A far better approach would be to collect sermons together and publish them whole. See how ideas are developed and how they are related together. Get some sense of the cadence and pace of a prophet’s speech. Alas, Widstoe was ultimately a scientist rather than a preacher, so order and rationality beat out rhetoric and oratory.

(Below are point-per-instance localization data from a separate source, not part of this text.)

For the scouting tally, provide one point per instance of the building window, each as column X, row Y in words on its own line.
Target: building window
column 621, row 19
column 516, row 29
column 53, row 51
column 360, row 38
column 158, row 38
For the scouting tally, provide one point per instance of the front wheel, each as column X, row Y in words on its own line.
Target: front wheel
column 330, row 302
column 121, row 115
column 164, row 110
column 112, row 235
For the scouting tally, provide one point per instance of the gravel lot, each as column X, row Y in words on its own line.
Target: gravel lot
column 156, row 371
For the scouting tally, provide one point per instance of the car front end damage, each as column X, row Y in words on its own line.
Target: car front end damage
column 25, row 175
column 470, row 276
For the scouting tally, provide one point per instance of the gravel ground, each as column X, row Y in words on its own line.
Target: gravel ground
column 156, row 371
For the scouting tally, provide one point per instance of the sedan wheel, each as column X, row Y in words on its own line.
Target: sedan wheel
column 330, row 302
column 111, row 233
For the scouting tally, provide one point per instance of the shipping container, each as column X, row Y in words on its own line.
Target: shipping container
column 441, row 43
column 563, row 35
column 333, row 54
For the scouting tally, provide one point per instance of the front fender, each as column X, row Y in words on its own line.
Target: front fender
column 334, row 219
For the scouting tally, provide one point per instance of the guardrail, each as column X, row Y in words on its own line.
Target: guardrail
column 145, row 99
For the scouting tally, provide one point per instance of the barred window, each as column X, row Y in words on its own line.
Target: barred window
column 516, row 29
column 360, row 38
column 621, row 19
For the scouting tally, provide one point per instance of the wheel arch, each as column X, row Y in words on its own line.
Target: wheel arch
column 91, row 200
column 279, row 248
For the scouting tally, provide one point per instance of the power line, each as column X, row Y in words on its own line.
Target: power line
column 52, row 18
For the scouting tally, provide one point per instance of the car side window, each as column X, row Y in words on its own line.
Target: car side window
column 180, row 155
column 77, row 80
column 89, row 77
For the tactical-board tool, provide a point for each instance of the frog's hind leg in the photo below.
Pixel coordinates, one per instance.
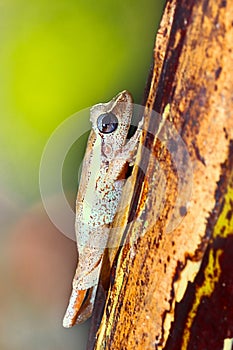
(80, 307)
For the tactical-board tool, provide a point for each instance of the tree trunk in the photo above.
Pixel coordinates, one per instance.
(171, 284)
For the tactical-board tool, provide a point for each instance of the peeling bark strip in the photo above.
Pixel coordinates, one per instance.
(175, 290)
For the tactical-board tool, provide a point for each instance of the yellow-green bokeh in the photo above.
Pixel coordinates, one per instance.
(57, 58)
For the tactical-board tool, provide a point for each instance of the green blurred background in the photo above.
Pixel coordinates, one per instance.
(56, 58)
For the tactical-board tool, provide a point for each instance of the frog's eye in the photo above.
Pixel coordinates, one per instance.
(107, 123)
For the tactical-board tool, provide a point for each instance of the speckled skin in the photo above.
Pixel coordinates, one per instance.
(98, 196)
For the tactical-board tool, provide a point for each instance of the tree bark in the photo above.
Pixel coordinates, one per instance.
(171, 284)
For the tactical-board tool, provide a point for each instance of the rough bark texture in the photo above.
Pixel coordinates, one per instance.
(171, 284)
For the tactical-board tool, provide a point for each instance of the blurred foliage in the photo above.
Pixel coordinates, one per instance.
(57, 58)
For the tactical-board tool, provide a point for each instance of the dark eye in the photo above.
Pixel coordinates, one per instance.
(107, 123)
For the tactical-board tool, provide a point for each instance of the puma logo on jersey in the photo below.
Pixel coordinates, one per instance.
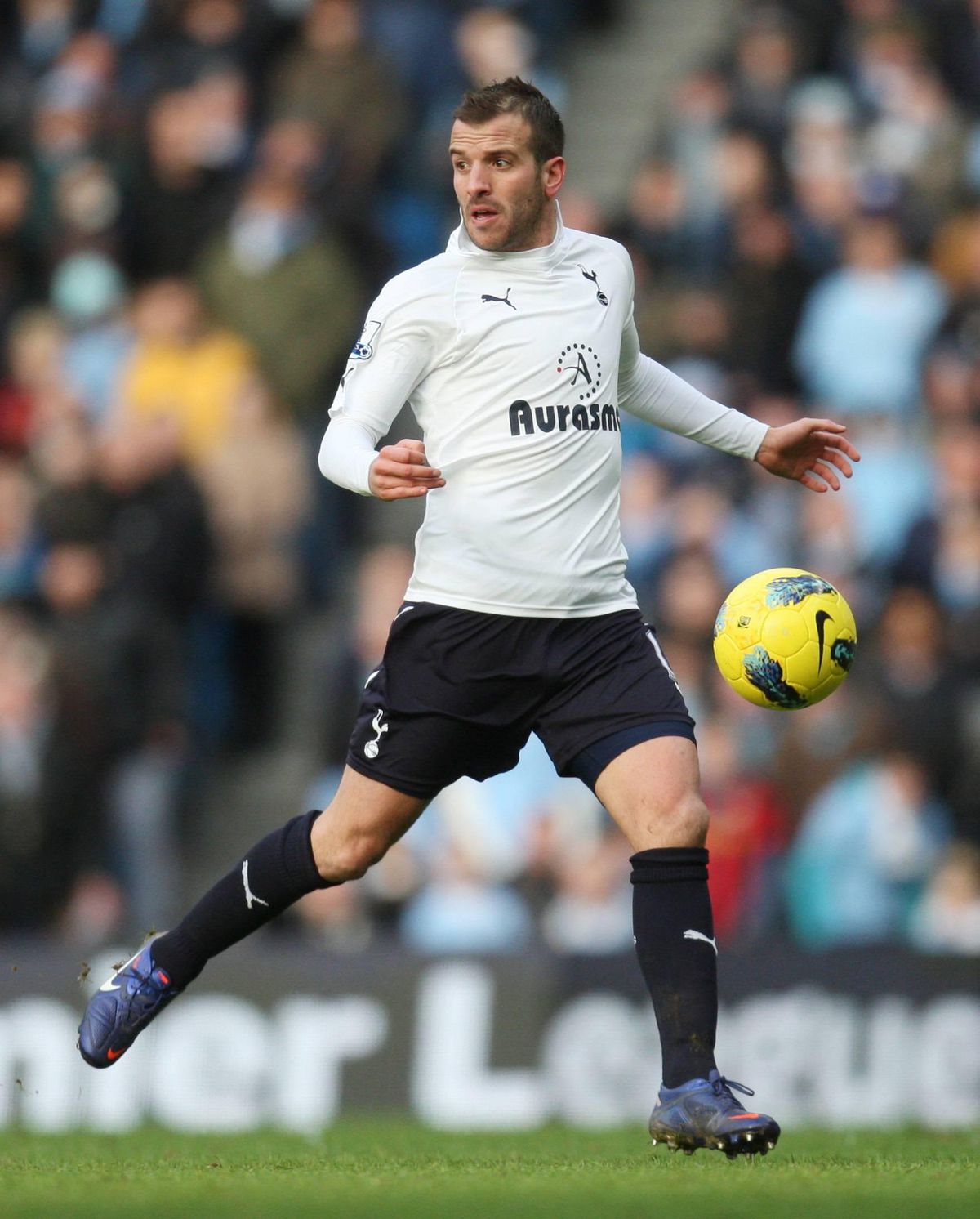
(502, 300)
(372, 748)
(594, 275)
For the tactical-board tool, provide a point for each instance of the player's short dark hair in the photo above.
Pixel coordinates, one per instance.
(517, 96)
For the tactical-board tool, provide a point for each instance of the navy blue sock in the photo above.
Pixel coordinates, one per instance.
(675, 931)
(274, 874)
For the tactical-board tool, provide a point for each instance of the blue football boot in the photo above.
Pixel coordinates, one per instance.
(122, 1007)
(703, 1113)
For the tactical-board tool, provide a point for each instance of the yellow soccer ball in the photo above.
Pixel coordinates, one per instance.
(784, 639)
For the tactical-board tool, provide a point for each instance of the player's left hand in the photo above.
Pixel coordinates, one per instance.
(809, 451)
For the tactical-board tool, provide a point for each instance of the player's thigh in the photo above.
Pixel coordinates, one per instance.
(363, 820)
(653, 792)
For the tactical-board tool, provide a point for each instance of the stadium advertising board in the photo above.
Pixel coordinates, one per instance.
(290, 1038)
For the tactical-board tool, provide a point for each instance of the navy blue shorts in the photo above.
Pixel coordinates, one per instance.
(458, 693)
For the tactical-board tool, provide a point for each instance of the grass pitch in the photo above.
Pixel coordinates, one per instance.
(394, 1169)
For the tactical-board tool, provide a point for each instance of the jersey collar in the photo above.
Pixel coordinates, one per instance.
(541, 257)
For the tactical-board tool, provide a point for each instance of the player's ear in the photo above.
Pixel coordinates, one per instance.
(552, 176)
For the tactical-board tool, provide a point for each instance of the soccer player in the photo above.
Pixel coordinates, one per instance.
(517, 350)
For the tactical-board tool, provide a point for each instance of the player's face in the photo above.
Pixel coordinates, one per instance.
(505, 195)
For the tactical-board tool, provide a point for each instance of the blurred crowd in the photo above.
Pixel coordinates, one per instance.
(199, 198)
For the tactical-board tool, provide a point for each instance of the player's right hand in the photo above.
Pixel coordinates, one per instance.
(401, 471)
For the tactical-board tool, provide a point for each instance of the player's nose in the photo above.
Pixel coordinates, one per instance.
(477, 183)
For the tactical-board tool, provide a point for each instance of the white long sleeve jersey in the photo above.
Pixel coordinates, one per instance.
(516, 366)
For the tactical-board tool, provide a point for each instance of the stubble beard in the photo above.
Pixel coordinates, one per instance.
(521, 234)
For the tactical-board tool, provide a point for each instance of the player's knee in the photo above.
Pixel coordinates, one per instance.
(349, 859)
(688, 823)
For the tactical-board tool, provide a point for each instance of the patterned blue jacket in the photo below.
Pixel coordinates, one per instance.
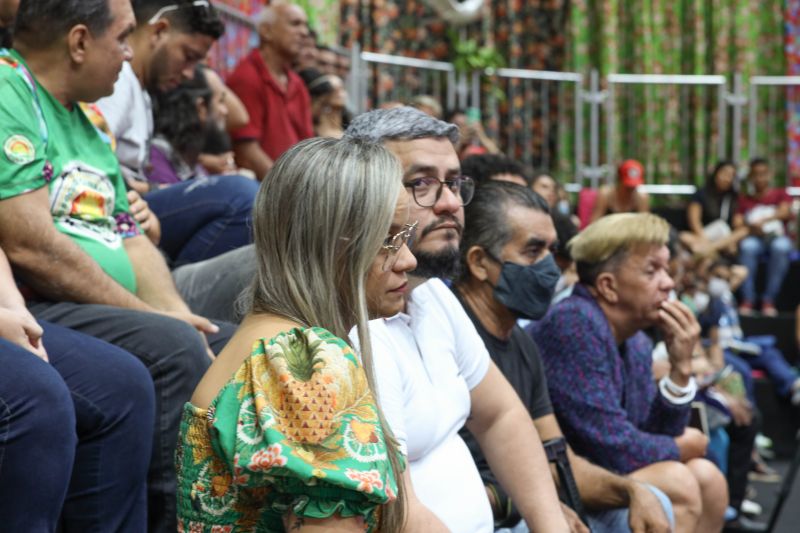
(604, 396)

25 comments for “Against the Teachings of the Prophets

  1. January 11, 2005 at 5:57 pm

    Nate, there’s also the absence of historical context in these ‘Teachings’ books that makes them particularly dangerous tools in the wrong hands. Publishing the whole text is a great start; publishing the whole text in its context is what we really need, I think.

  2. Kevin Barney
    January 11, 2005 at 5:57 pm

    Any comment on the current approach to Priesthood/RS manuals?

  3. Mark B
    January 11, 2005 at 5:59 pm

    Nate,

    The just published Discourses of President Gordon B. Hinckley is just what you’ve been waiting for. Arranged chronologically within three broad categories (conferences, “member meetings” (as if conferences weren’t) and messages to the general public, it contains his sermons in full (or at least it purports to–I haven’t checked) for the first five years of his presidency.

  4. Keith
    January 11, 2005 at 6:05 pm

    Nate,

    First of all, stop whining about everything.

    Second, you might be interested to know that Deseret Book is printing the Discourses of Pres. Hinckley–the talks (and some interviews) in their entirety–and not just general conference, but also regional meetings and so on. (There was a similar printing, not so thorough, of Pres. Benson’s sermons and writings.) It is a better format, I agree, though sometimes for topical study, less so. Vol 1 is already out and covers ’95-99. I don’t know how many other volumes there will be.

  5. Larry
    January 11, 2005 at 6:08 pm

    Nate,

    Well put. That has always been a frustration to me. Perhaps that is why in my studies I only infrequently refer to these books.
    Among the biographies, there are only two that I felt told the real story, and those were “Defender of the Faith” and the biographies of J. Reuben Clark. Other than those, I have found most to be too sweet, so that we never get to know the man, but only what their most avid admirer thinks of them.
    This could be the problem with incomplete texts and lack of historical context as well, as Steve points out.

  6. The McConkie Mafia
    January 11, 2005 at 6:17 pm

    Every aspect of Mormon culture, administration, doctrine, congregational life, and textual compilation represents the best of all possible worlds. How dare you presume to think otherwise. You will burn in Hell for your audacious opinions.

  7. Janey
    January 11, 2005 at 6:20 pm

    Kevin, regarding the Priesthood/RS manuals, my personal opinion is that they could reissue the old manuals with a new prophet’s picture on the front and no one would notice. The topics remain the same from year to year, and what each prophet said on each topic is (not surprisingly) very similar to what previous prophets said, especially if their comments get cut up into one-paragraph chunks.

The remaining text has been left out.